Leonard Lanson Cline (11 May 1893-15/16 January 1929) was an American novelist, poet, short story writer, and journalist.
Born in the United States in Bay City, Michigan, he attended the University of Michigan, was married in 1913, published his first book of poetry, Poems, in 1914 and worked for The Detroit News from 1916 until 1922. In 1922 he began a job with the newspaper Baltimore Sun.
His writings were published in a variety of magazines: The New Republic, The American Mercury, The Smart Set, The Nation and Scribner's Magazine. His journalist work was published in the Baltimore Sun, The New York World, The Chicago Daily News, The New York Herald Tribune, and St. Louis Post-Dispatch.
The Viking Press published his first novel, God Head in 1925. It deals with the Kalevala legends in a modern society. The critic Laurence Stallings wrote: "It is the most tempestuous novel of many seasons. It would be eminently fair to believe that Leonard Cline could write rings around a half dozen of our ten best novelists." (The New York World, 21 October 1925)
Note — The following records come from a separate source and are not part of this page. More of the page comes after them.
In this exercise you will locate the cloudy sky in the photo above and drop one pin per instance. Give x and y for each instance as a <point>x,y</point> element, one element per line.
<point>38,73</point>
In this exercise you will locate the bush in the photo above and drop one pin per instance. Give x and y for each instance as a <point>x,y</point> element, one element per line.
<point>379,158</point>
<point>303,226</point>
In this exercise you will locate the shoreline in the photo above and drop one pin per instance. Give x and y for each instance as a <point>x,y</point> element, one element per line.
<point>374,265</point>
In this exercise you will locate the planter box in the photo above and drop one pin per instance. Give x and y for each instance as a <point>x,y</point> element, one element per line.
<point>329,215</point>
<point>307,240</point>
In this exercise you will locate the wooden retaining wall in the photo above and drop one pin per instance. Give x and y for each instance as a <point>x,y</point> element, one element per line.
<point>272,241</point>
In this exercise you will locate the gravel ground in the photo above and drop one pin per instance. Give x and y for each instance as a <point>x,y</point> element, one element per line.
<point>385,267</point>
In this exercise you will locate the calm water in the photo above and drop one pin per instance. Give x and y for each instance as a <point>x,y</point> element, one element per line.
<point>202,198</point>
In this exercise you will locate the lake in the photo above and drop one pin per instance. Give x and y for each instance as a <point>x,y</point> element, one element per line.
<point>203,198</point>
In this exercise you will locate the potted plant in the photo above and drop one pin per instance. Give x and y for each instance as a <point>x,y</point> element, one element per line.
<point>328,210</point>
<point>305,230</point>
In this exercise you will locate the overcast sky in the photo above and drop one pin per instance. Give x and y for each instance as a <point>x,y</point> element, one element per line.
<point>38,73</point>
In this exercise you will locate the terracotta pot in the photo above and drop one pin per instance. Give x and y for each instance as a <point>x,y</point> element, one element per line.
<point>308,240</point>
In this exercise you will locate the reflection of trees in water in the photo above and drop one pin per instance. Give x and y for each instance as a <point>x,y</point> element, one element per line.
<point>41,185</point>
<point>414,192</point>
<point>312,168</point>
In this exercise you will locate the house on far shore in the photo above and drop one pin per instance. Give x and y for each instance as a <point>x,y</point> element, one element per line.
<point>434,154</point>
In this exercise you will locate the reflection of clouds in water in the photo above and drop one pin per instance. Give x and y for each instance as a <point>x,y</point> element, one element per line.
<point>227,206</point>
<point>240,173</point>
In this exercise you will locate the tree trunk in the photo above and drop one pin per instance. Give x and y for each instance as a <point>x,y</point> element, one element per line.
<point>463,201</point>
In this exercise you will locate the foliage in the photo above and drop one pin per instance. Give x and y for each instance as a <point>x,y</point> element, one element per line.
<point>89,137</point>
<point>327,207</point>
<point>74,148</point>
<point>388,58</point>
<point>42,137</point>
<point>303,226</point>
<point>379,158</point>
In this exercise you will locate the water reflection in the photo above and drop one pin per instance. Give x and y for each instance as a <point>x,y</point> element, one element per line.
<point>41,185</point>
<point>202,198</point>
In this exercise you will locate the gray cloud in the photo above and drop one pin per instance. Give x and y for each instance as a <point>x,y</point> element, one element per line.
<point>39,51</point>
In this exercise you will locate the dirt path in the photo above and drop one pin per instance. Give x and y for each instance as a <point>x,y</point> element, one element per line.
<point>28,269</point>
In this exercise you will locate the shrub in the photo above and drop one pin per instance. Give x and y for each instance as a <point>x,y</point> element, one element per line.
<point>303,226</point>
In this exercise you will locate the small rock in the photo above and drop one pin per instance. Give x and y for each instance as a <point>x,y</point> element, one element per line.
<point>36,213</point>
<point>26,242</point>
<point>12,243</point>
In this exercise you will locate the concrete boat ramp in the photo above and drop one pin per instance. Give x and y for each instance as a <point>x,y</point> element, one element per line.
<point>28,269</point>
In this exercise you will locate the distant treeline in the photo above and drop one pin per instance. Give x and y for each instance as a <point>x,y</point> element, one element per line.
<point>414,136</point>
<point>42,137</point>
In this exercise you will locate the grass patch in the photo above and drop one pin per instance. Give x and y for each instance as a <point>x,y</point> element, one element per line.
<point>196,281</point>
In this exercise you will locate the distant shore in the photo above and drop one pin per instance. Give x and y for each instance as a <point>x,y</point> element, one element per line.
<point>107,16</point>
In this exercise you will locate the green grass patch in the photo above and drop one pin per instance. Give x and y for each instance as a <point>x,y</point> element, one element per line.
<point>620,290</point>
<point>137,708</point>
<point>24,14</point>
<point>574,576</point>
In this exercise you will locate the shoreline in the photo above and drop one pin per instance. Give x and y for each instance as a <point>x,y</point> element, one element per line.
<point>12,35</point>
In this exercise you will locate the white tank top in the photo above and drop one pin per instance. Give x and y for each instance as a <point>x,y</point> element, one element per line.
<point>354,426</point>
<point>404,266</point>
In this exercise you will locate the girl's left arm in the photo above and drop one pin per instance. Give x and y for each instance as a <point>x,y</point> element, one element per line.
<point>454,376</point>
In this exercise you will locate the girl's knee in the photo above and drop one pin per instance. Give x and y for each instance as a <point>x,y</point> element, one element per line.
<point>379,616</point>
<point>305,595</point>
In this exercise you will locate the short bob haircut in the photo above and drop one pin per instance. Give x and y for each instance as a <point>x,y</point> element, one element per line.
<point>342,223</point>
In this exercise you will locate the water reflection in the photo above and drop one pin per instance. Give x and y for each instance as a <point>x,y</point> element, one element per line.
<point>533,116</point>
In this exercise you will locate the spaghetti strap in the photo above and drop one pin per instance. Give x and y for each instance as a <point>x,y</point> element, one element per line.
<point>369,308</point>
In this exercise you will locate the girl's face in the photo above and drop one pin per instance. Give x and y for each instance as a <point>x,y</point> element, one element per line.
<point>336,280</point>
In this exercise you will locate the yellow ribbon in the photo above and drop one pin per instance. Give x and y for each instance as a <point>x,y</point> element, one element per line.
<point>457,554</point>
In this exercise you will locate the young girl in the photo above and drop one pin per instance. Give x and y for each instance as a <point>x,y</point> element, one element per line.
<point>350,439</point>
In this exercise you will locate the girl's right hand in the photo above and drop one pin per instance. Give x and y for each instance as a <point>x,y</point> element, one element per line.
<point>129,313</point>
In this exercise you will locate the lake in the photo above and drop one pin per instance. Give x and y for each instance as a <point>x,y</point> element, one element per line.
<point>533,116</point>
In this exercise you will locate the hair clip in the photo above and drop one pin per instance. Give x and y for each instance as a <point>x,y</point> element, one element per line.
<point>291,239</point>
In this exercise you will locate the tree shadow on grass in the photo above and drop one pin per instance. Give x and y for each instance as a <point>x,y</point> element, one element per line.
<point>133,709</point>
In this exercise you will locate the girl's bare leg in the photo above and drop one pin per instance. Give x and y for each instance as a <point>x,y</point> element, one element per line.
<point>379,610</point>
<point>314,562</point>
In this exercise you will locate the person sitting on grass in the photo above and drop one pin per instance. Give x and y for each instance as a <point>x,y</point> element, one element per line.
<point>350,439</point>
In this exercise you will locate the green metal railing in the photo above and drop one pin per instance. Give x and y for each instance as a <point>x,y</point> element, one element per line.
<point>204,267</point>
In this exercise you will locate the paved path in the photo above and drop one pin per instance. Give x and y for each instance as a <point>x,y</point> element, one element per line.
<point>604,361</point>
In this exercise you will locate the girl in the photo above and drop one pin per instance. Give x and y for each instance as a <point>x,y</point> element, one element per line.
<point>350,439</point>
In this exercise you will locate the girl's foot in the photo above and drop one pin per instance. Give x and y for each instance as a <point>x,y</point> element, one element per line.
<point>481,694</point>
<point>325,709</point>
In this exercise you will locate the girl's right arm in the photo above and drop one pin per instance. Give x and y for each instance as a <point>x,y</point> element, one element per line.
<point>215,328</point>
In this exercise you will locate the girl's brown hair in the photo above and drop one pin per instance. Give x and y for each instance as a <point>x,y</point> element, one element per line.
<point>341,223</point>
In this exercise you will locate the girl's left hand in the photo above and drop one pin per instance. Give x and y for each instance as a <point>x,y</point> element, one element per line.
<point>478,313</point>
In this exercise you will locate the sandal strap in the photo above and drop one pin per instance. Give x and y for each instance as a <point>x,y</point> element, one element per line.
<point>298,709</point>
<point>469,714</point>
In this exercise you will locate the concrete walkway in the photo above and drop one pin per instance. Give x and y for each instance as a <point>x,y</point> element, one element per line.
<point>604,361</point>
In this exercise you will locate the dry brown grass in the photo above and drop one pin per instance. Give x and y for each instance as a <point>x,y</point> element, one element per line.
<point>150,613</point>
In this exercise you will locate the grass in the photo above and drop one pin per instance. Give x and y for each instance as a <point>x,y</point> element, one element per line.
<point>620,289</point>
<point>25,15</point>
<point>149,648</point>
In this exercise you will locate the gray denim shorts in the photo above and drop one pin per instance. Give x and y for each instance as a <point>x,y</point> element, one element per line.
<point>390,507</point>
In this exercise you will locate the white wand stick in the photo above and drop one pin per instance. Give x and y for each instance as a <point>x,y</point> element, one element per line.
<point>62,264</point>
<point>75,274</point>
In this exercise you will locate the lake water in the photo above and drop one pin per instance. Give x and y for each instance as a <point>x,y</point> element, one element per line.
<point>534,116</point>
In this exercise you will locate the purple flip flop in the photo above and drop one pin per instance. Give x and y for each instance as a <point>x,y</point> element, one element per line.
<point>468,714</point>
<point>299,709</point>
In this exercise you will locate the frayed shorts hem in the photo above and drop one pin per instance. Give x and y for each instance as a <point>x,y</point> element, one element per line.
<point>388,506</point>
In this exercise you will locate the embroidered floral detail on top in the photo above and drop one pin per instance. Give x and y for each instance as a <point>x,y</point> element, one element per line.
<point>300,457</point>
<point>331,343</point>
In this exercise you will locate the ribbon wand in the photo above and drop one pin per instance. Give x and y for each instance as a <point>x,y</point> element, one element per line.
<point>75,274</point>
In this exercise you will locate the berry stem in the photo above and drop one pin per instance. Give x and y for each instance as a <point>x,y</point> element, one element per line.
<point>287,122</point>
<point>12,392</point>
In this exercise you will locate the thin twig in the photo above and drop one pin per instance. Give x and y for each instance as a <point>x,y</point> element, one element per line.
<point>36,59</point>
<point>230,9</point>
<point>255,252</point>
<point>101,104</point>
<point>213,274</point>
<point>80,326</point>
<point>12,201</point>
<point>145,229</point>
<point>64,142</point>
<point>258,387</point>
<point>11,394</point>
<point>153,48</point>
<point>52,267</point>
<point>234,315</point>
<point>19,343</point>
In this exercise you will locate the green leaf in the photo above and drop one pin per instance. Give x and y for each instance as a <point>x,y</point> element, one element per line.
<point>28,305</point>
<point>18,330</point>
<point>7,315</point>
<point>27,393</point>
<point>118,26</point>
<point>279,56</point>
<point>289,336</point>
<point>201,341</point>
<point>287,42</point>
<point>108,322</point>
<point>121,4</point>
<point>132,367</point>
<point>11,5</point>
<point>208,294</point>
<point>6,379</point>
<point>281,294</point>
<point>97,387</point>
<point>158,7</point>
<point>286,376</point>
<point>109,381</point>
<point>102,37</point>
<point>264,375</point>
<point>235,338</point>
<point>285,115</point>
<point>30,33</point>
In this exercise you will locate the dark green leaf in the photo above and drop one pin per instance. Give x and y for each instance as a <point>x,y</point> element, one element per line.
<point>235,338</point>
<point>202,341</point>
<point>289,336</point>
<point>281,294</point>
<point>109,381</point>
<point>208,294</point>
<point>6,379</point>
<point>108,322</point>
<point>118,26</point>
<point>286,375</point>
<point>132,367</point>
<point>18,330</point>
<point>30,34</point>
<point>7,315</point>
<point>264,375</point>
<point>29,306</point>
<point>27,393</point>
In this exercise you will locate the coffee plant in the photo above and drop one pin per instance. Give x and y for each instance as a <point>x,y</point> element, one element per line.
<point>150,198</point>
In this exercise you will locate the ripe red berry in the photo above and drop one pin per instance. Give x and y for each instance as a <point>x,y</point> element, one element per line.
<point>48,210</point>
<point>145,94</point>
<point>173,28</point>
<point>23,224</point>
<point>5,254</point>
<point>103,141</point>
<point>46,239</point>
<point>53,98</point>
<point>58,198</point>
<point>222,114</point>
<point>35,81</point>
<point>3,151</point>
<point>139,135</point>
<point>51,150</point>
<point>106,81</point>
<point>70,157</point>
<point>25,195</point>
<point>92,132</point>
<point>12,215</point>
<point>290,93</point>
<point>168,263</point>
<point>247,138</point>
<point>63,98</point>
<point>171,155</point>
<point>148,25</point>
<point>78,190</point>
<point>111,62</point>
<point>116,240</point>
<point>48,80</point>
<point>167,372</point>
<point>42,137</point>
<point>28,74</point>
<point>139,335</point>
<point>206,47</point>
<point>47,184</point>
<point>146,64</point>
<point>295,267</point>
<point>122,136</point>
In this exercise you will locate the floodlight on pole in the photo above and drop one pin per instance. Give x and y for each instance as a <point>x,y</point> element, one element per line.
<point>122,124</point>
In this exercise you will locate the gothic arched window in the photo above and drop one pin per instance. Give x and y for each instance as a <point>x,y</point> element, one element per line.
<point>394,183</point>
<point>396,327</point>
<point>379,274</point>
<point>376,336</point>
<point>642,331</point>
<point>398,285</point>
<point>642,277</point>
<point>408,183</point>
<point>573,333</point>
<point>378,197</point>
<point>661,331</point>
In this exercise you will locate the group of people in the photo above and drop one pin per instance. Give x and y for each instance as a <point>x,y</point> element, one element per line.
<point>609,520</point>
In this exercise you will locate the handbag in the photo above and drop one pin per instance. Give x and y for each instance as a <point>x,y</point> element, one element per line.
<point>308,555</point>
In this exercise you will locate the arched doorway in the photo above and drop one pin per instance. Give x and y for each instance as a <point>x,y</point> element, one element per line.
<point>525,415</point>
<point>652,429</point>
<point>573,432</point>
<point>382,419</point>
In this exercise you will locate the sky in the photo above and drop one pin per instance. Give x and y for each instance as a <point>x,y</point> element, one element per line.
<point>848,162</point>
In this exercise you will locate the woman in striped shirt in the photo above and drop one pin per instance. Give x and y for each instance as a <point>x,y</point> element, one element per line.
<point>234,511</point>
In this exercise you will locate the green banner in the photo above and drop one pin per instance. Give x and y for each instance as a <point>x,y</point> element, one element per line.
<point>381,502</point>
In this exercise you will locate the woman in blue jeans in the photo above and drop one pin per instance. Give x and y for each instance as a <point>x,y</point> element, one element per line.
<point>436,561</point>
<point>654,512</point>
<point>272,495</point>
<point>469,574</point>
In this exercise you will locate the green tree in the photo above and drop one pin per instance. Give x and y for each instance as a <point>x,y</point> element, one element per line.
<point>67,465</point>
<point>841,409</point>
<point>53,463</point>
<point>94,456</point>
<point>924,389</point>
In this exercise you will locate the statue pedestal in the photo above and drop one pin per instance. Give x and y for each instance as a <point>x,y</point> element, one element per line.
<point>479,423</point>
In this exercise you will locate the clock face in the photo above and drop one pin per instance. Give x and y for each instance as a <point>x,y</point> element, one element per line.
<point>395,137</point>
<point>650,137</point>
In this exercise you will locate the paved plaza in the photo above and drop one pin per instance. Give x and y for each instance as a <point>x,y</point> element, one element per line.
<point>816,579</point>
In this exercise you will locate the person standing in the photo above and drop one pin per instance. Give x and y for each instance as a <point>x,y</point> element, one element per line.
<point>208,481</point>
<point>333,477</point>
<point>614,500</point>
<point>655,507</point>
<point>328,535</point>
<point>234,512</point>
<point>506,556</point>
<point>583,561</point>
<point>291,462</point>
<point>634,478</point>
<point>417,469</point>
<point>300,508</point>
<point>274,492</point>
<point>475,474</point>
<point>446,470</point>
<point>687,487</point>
In 1926 he published the humorous novel Listen, Moon!, which deals with a professor assuming the role of a pirate along the Chesapeake. Time’s reviewer wrote of it, "the commonplace has suddenly, with sublime and innocent vulgarity, comic pedantry, unflagging ebullience, gone stark, raving romantic.... The contrasting humor and whimsy of [Cline’s] new novel is as astonishing as it is joyous."